Fast and Loose is an update on Thin Lizzy’s Celtic rawk, just with extra grease and grime. (We Are) The Road Crew, which follows, is arguably Motörhead’s finest moment – a tale of life on the road, written as an ode to Motörhead’s crew, with experiences drawn from Lemmy’s time roadying for Hendrix. Fire Fire is one of the lesser-known and largely under-appreciated cuts on the album, but that’s simply due to its place in the running order – not many tracks could follow Road Crew and live long in the memory.
Then comes an unsavoury number that’s (musically at least) an homage to Alice Cooper ’s School’s Out, only stripped of its irony and humour and turned into something rather foul. Dance, and Bite The Bullet, offer more visceral thrills, before the album closes with an all-timer in The Chase Is Better Than The Catch, which takes the chunky greasepaint rock of KISS and Cooper and scuffs it up, breaks it down and bends it into a wonderfully horrid shape. The album ends with aptly-named The Hammer, which sounds like you’re being hit with a… hammer?

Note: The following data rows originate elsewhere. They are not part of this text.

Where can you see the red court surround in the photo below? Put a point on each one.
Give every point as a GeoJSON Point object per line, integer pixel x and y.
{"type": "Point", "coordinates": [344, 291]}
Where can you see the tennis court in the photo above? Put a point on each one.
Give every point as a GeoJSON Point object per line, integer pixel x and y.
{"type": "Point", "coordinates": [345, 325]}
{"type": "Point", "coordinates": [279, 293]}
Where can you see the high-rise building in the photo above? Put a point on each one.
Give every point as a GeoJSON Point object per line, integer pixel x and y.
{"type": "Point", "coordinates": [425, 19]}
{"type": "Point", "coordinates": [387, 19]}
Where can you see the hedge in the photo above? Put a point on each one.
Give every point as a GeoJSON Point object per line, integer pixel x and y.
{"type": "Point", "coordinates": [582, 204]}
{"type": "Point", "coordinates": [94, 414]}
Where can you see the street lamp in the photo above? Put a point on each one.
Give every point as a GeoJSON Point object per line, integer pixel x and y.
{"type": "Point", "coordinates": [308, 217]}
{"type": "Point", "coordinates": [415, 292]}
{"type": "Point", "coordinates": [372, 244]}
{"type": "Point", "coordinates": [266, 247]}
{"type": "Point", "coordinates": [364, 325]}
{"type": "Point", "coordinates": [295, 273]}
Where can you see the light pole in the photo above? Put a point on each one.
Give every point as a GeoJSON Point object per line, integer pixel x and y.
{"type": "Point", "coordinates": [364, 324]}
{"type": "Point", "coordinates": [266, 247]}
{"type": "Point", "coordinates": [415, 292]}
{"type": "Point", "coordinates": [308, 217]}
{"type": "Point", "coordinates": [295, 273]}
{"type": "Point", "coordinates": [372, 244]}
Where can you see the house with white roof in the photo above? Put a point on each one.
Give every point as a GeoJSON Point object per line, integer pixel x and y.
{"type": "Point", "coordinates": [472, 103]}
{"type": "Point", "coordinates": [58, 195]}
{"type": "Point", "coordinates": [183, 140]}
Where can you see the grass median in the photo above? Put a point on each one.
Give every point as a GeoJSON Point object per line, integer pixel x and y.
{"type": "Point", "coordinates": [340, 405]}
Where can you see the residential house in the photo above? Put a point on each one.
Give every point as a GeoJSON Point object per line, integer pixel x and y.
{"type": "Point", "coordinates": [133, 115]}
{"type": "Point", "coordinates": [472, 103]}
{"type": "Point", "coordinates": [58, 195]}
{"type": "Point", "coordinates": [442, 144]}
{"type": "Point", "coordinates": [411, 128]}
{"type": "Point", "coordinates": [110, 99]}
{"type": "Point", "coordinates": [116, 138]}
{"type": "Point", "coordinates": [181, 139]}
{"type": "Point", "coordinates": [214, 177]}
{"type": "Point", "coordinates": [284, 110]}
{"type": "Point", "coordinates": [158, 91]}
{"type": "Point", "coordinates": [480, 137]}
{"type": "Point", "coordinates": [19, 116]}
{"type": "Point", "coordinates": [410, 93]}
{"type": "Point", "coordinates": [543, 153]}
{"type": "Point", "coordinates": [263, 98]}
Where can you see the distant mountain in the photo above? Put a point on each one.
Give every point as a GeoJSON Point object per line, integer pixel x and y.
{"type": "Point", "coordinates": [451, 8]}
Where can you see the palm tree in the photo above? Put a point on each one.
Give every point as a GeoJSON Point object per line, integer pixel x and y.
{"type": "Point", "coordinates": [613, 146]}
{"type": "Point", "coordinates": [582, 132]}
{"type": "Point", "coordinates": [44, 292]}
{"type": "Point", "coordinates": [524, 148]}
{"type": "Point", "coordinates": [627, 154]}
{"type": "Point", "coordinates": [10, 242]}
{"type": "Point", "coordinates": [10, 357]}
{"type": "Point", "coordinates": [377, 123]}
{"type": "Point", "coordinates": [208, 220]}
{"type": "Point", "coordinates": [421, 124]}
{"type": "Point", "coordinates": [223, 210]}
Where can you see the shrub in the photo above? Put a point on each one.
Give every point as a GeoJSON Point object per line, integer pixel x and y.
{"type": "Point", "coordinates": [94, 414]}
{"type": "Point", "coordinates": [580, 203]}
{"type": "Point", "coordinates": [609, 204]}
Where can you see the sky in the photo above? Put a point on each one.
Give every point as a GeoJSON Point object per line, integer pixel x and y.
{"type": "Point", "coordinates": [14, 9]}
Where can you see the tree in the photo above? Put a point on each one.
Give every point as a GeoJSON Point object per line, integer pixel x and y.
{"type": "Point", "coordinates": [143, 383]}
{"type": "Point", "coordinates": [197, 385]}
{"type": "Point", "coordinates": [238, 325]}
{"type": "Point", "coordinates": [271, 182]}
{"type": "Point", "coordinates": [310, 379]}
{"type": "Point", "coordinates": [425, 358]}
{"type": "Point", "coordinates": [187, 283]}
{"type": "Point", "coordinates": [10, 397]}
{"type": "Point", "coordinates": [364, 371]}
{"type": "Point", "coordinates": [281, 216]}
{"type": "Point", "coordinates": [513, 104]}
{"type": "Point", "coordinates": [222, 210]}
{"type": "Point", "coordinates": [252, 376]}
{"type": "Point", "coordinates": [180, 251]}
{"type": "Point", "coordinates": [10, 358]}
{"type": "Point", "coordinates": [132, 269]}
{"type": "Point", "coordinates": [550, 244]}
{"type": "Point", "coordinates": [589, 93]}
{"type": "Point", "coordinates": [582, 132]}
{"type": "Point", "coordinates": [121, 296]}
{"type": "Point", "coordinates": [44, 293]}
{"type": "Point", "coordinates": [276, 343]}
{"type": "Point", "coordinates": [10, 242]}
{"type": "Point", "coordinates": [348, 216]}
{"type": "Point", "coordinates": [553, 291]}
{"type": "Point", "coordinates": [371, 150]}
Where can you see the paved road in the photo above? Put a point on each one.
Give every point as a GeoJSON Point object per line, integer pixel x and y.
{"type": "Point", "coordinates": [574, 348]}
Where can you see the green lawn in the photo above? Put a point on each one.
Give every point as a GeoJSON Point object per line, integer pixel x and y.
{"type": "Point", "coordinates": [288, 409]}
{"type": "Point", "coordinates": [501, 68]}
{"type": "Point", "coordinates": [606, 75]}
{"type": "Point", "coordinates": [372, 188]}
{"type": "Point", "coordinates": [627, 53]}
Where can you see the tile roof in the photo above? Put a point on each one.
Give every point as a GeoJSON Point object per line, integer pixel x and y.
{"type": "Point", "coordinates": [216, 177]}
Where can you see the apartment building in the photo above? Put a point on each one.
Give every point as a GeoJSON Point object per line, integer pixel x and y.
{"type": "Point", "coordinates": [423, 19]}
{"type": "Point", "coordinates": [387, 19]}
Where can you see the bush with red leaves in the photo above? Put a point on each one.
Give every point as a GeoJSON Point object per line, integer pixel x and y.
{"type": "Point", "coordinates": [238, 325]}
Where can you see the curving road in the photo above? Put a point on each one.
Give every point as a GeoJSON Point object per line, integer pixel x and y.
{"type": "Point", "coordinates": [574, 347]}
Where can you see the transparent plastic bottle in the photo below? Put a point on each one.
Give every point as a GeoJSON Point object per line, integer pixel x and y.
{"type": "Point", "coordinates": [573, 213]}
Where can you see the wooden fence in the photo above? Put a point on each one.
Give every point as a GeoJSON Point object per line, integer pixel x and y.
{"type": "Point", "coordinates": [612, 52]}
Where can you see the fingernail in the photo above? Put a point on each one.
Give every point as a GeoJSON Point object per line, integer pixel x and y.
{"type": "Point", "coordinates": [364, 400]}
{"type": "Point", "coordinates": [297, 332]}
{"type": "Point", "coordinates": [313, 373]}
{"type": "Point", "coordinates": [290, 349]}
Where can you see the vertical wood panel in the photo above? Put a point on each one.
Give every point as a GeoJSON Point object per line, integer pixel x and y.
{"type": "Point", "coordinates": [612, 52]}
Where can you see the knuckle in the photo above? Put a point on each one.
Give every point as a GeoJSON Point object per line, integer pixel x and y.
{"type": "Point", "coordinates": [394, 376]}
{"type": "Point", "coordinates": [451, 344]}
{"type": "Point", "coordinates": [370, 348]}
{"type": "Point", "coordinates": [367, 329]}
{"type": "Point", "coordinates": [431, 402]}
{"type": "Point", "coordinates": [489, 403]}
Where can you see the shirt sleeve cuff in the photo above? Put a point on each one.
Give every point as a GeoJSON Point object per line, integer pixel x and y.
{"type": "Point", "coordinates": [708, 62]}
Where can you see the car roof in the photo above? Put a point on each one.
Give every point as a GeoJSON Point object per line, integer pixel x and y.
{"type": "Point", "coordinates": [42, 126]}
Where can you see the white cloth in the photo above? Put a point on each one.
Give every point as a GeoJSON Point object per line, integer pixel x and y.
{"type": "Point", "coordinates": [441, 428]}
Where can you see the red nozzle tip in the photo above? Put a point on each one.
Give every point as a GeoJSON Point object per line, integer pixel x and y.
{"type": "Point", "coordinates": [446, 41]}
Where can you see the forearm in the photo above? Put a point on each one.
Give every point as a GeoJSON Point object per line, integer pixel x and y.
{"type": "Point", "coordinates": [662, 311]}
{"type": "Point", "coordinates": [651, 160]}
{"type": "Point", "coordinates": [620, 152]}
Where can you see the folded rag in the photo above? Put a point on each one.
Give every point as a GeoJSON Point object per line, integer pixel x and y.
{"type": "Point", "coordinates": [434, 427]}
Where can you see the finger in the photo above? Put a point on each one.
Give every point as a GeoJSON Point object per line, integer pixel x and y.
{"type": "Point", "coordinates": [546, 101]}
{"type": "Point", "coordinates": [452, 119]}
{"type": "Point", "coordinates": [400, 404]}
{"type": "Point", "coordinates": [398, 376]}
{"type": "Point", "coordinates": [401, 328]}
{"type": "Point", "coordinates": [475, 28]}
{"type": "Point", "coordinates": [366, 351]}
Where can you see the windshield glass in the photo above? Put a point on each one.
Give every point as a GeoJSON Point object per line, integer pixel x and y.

Then, if you’re listening sequentially to the box, there are 30 live tracks before you get to the goodies. Amongst the highlights are all of the instrumental demos, a version of Bomber performed by Girlschool, and an alternate version of …Reptile, and an incredible alternate version of Ace Of Spades that sounds more like a turbo-charged Hawkwind than anything else Motörhead had put out until that point. It’s all genuinely fascinating stuff, and I only wish I could report on the rest of the contents of the box to give you the full flavour of what you’re getting.
It’s kind of fitting that when once asked what his band did, Lemmy said, “Motörhead don’t fit into any category, really. We’re not straight heavy metal, because we’re a rock ‘n’ roll band, which no-one knows how to market anymore.” Lemmy, how wrong you were – they’ve figured out how to market you just fine: warts and all.